I probably think that because the plot seems to be primarily a device for exploration of character.

As for the query itself, it's clear there's a lot of fat on the back-end. It almost seemed to ramble.

Here's a question: do you know what this story is -really- about, what's really going on here? There seems to be lacking that sense of unified theme. Perhaps it's in your book, but it's not coming across in the query.

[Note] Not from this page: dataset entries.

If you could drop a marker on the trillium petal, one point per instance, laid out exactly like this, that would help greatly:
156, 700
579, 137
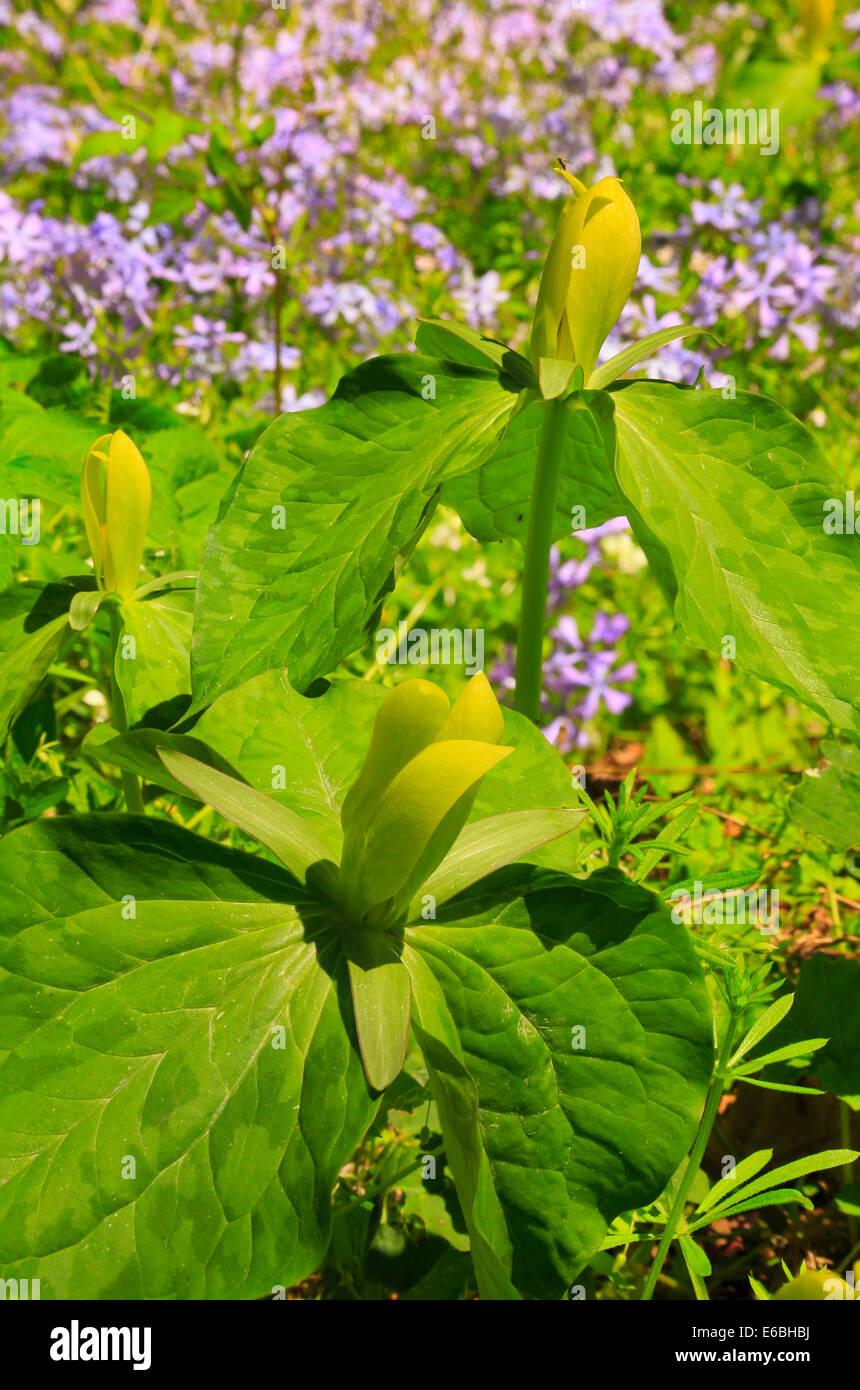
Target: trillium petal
127, 505
413, 808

Lastly, I'll repeat the oft' heard advice that a query is not a synopsis and its goal is to intrigue the agent into requesting pages. This query swings a bit too much into that synopsistic tendency.

Joanna Hoyt said...

This sounds like a story I might enjoy. And I don't think it needs a 'ticking time bomb'; it's not a thriller, it's a story about people, their brokenness, their goodness, the unexpected connections between them. (The Mitford books didn't have time bombs either...) The lessons-learned part sounds flat in the query but might be excellent in the story, and since I never learned how to write a good query I can't give any advice on how to put depth and nuance into one.

Bernita said...

The encounters these two have might well be charming and inspirational but I really loathe the claim that fixing a mangled eye is vanity.

_*rachel*_ said...

Your books sounds pretty episodic--which can be a legitimate choice. It also sounds kind of fun. But in the query, you can't go into as much detail. Pare it down and try to find an overarching plot. Do any of the people they run into show up at the end, too? If so, they might be the ones worth mentioning in the query.

Anonymous said...

"Jesus, Mo and cheese puffs!" sounds like something my mom would exclaim after stubbing a toe.

Anonymous said...

According to Urban Dictionary, "mo" is "short for homo, which is short for homosexual," and "cheese puff" is "to place one's mouth over the butthole and blow a short, powerful blast of air into the anus."

Yup. Inspirational all right.

batgirl said...

There's a reason I never look anything up on Urban Dictionary.

I kind of like the title. But I agree the synopsis is way too rambly. And just think, the story would never have happened if the US had decent health care!